There has been mixed evidence regarding whether there is an association between hormone replacement therapy (HRT) and Alzheimer disease. Some observational studies support the protective effect of hormone therapy on Alzheimer disease.
A 2003 randomized controlled trial, the Women’s Health Initiative Memory Study (WHIMS), evaluated the effect of estrogen plus progestin on the incidence of dementia and mild cognitive impairment compared with placebo.1 This study found that there was an increased risk of dementia in postmenopausal women aged 65 years and older who received estrogen plus progestin medications.1 However, hormone therapy was started in women aged 65 years and older in this study, which is generally older than normally initiated in clinical practice to treat menopausal symptoms.
The most recent observational study compared the use of hormone therapy between Finnish postmenopausal women with and without a diagnosis of Alzheimer’s disease.2 Data on hormone therapy was utilized from the Finnish national drug reimbursement register. Almost 85,000 postmenopausal women who were diagnosed with Alzheimer disease in Finland from 1999 to 2013 were evaluated.2 About 75% of the study participants had been taking hormone therapy for more than 10 years, and these women started treatment before age 60 years.2
The study concluded that use of systemic hormone therapy was associated with a 9-17% increased risk of Alzheimer disease.2 There was no difference in the risk between estrogen only and estrogen and progestin combination products. However, the use of vaginal estrogen did not increase the risk of Alzheimer disease.2
It is important to keep in mind that since this is an observational study, it can only show associations and not a cause-and-effect relationship. Also, there was no baseline demographic data for known risk factors for Alzheimer disease included in the study.2
Pharmacists should educate patients that the risk of developing Alzheimer disease is small, and short term use should not pose a problem. Individuals should try to avoid long-term use of hormone therapy that is greater than 10 years.
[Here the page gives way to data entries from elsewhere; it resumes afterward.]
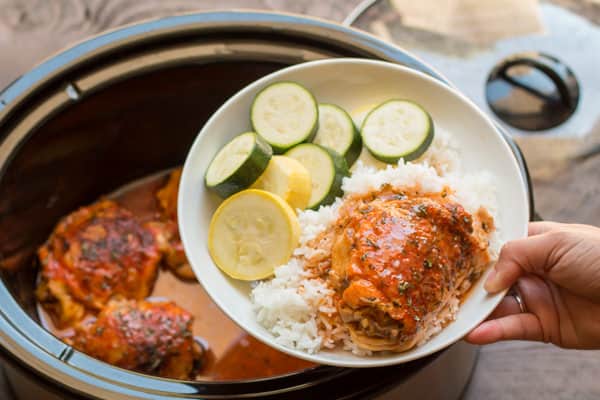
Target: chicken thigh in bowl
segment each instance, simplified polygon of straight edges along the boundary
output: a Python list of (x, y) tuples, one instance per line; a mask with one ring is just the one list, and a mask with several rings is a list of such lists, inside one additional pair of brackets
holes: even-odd
[(465, 279), (489, 262), (481, 223), (447, 191), (385, 187), (349, 199), (333, 227), (329, 281), (340, 317), (367, 350), (405, 351), (428, 337)]

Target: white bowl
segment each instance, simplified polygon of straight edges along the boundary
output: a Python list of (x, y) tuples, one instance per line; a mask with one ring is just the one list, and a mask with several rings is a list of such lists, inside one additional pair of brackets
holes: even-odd
[(319, 364), (376, 367), (425, 357), (460, 340), (498, 305), (504, 293), (488, 295), (480, 279), (460, 307), (456, 320), (424, 345), (404, 353), (360, 357), (343, 350), (316, 354), (289, 349), (255, 319), (248, 282), (231, 279), (212, 262), (207, 248), (211, 216), (221, 199), (204, 186), (204, 173), (216, 152), (236, 135), (251, 129), (249, 110), (254, 95), (281, 80), (306, 86), (322, 103), (334, 103), (351, 114), (390, 98), (412, 99), (431, 114), (436, 127), (450, 132), (459, 145), (465, 171), (495, 174), (502, 239), (524, 237), (529, 204), (525, 182), (509, 146), (492, 121), (456, 90), (415, 70), (364, 59), (330, 59), (282, 69), (252, 83), (230, 98), (208, 120), (185, 161), (179, 189), (179, 229), (196, 277), (214, 302), (252, 336), (278, 350)]

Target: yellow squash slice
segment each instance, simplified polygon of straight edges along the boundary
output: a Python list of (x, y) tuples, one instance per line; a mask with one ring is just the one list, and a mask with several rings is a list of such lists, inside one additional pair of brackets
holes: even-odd
[(311, 179), (299, 161), (286, 156), (273, 156), (267, 169), (251, 186), (278, 195), (295, 210), (308, 206)]
[(226, 199), (213, 215), (208, 250), (227, 275), (253, 281), (285, 264), (299, 237), (296, 214), (281, 197), (248, 189)]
There is currently ongoing research known as the Kronos Early Estrogen Prevention Study (KEEPS) Continuation that is evaluating the effects of hormone therapy and normal aging on cognitive performance, imaging markers of Alzheimer disease, and brain structure in women who participated in the original KEEPS trial.3 This is a follow-up study evaluating these women 13 years after enrollment.
Additionally, the study participants were randomized to receive oral or transdermal estrogen treatments or placebo within 3 years of menopause.3 Since this study is more robust, it may shed light on the link between Alzheimer disease and hormone therapy.